Petersen also studied the preparation of supported metal catalysts, which led to an increased understanding of the factors controlling metal dispersion in a porous support. Specifically, he used platinum NMR spectroscopy to establish the distribution and dispersion of platinum in zeolites, porous minerals that serve as catalysts by confining molecules in small spaces, leading to changes in their structure and reactivity.

He performed seminal work on surface reactions, mixing processes, and, especially transport to, from and through solid catalysts.
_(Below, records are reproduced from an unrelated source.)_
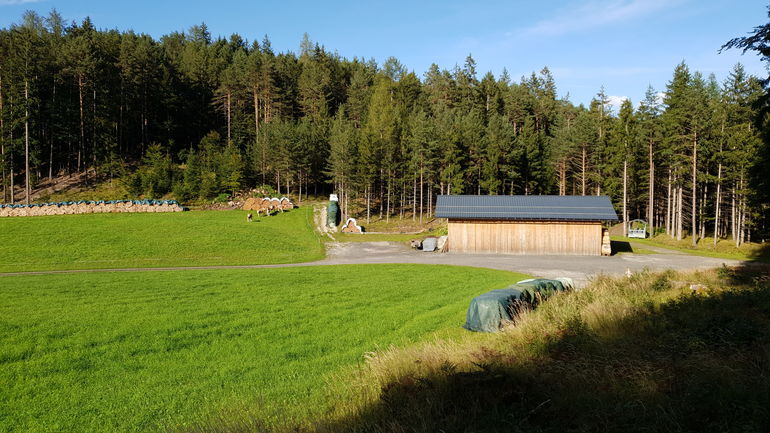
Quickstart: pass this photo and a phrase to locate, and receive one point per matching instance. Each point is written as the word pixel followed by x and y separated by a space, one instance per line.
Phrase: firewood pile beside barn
pixel 87 206
pixel 542 224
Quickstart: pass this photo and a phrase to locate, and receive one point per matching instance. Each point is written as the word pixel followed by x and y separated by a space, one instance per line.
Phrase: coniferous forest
pixel 194 117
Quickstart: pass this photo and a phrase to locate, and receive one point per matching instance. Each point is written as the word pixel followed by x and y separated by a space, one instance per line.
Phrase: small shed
pixel 516 224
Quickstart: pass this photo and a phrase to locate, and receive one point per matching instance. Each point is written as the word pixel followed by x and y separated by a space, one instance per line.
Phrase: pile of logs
pixel 87 206
pixel 268 205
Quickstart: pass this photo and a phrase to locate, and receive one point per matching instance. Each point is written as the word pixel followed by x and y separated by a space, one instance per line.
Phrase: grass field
pixel 724 249
pixel 140 351
pixel 639 354
pixel 198 238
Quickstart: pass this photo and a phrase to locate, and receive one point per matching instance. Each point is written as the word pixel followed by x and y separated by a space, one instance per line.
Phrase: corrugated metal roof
pixel 526 207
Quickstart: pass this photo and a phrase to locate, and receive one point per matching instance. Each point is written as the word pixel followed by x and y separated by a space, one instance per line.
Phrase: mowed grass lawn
pixel 138 351
pixel 197 238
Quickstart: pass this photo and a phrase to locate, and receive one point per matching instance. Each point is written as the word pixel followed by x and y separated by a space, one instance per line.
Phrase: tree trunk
pixel 694 219
pixel 741 213
pixel 680 213
pixel 430 200
pixel 2 142
pixel 421 192
pixel 668 205
pixel 583 172
pixel 387 212
pixel 27 187
pixel 732 214
pixel 382 196
pixel 256 112
pixel 414 198
pixel 625 197
pixel 651 198
pixel 701 206
pixel 368 203
pixel 82 122
pixel 718 202
pixel 229 134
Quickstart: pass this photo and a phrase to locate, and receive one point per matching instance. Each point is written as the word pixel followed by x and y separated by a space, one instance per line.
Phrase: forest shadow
pixel 761 253
pixel 698 363
pixel 619 247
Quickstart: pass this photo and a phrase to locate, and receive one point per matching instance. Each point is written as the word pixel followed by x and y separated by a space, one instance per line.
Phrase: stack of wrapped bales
pixel 85 206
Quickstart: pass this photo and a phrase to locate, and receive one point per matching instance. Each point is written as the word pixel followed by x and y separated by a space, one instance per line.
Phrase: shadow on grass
pixel 699 363
pixel 621 247
pixel 761 253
Also, by studying chemical kinetics in conjunction with heat and mass transfer principles, he generated important data that was used by design engineers as they scaled-up successful lab-bench experiments into large industrial reactors.

Petersen was recognized for his contributions to chemical engineering with the 1985 R. H. Wilhem Award in Chemical Reaction Engineering from AIChE for his unique contributions to the theory and experimental elucidation of catalyst deactivation phenomena.  He gave many invited lectures, including the prestigious Reilly Lectures at Notre Dame University, and he had more than 90 publications, including three well-received books. His 1965 milestone textbook, Chemical Reaction Analysis, taught generations of students the sophistications inherent in catalytic reaction engineering.

Within the department, Petersen was recognized as a clear and incisive teacher. He received praise from his students for his encouragement of class discussion and creative thinking, his positive attitude towards students, and his willingness to spend time addressing their questions out of class. Over his 38 years on the faculty, he mentored 28 master's students and 27 doctoral students, many of whom went on to have illustrious careers in academia and industry.

Petersen retired in 1991, though he continued to perform research and attend numerous alumni events, staying connected with the college and his former students. He had many interests, including horticulture, poetry and piano.

A resident of Lafayette, he is survived by his wife of 57 years, Kathryn Dorothy Petersen; a son, Richard; a daughter, Renee Keller; and several grandchildren. A memorial service has been scheduled for Wednesday, November 9, at 5:30 p.m. in the Heyns Room of The Faculty Club on the Berkeley campus. Contributions for scholarships in his memory may be made to the Department of Chemical Engineering, University of California, Berkeley.